A final step uses real-time crowdsourcing to improve the classification precision by removing false positives. Events are instantly sent to Amazon Mechanical Turk workers which are then asked to cast their judgment about the existence of an event, the type of event as well as help curate the relevant photos. In this way, detected events are further analyzed to find representative photos and flag important event keywords. Since the launch of the system, CityBeat detected events such as conferences, music concerts, outdoor festivals, gallery openings, sports events as well as emergencies like fires.
The Statistics Sidebar provide aggregate representation of social media including the number of tweets and photos posted in the last hour in New York together with the percentage of change from the previous hour, the top most-mentioned Twitter accounts during the past hour in Twitter items geotagged to New York City, and the five most retweeted tweets that were geo-tagged in New York. We also show the city's trending topics extracted from Twitter API.
In this sidebar, we also plot the time series of photos and tweets volume for the city during the past 24 hours. The data from the past 24 hours are visualized by a solid colored curve, while the dashed curve represents the predicted time series (expected, “normal” levels). These two curves, representing the city's historical data vs. live data, can provide a quick visual indication when some unusual city-wide activity is occurring. These three components construct CityBeat: a social media dashboard for cities that utilizes information from multiple publicly available social streams to help journalists and newsrooms find local news events.

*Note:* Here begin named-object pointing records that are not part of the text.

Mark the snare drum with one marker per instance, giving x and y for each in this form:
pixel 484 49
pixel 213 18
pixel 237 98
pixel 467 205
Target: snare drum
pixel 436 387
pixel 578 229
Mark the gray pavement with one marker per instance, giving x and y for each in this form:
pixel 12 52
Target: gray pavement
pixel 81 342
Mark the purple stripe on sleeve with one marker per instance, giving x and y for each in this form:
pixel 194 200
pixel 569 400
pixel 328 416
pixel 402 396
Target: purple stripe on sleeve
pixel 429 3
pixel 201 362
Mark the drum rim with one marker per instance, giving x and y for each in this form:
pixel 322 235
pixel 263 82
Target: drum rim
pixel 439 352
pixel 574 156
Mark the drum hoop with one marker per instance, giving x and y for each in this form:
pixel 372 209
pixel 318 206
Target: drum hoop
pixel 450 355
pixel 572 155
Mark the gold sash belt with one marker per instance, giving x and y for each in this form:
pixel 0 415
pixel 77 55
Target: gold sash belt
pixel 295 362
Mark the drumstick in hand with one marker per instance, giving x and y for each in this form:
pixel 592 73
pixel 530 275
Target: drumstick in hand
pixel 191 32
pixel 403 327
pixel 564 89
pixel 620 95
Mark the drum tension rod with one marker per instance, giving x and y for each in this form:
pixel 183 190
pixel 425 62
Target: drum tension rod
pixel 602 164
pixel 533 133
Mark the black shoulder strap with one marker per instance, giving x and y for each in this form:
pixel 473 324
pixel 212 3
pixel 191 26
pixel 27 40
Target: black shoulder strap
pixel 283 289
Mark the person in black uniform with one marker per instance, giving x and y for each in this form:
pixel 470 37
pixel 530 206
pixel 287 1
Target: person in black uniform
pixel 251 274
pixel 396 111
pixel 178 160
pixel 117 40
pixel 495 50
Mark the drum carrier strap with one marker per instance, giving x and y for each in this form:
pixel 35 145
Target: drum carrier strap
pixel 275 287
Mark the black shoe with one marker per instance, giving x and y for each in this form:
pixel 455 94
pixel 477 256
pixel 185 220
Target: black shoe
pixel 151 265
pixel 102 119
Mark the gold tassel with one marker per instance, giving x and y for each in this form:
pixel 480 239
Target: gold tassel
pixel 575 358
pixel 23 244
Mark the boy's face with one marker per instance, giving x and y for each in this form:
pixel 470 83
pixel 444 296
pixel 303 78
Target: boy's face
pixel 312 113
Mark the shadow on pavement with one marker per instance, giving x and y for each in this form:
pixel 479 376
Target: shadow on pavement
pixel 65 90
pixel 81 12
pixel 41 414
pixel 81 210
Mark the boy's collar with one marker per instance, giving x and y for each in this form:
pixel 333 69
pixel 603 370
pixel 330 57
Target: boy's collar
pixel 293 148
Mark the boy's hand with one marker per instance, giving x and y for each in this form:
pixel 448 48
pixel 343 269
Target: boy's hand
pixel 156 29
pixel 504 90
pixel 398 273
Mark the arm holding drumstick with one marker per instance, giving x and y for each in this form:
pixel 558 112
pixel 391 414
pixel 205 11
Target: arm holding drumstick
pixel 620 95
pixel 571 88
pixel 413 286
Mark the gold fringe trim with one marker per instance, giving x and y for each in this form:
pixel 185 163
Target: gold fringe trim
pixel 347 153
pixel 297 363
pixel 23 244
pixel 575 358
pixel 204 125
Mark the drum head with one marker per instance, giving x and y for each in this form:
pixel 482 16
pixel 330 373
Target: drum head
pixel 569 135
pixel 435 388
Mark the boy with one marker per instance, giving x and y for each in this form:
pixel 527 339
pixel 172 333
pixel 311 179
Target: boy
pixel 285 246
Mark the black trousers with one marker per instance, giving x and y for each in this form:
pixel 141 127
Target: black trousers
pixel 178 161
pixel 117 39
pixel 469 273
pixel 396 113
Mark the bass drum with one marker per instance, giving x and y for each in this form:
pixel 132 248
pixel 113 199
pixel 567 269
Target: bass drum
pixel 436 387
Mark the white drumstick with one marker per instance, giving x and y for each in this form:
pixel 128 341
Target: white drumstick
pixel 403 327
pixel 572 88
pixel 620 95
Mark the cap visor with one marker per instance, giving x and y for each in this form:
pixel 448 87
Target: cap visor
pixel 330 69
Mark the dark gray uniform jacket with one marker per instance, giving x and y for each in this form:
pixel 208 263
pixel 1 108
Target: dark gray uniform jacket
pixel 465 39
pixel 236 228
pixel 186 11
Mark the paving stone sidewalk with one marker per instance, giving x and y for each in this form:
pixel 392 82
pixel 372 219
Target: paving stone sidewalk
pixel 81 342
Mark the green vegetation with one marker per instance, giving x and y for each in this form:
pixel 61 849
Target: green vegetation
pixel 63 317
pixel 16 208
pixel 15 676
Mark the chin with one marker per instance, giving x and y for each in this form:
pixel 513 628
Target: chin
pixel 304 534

During 2014, the CityBeat team worked closely with The New York World editors and reporters (http://www.thenewyorkworld.com/). Working with The New York World provided indispensible editorial direction for the development of CityBeat, including shaping training data to help the CityBeat algorithm identify true events and reject false events; and ensuring the ambient display meets the needs of newsrooms seeking to discover untapped information and images. The World has also used CityBeat to curate coverage of the mayor's inauguration and find images and sources for news events (http://www.thenewyorkworld.com/2014/01/02/de-blasio-inaugural/). CityBeat is on constant display in the newsroom, provoking ongoing discussion and feedback in a live context, and guiding ongoing project development.
CityBeat is part of a larger effort to build new tools and systems to support the rapid growth of urban habitats. Developers and researchers collaborate with CityBeat to contemplate the ways in which local information is discovered and propagated in years to come. CityBeat is a first prototype of these future systems to produce and disseminate local news.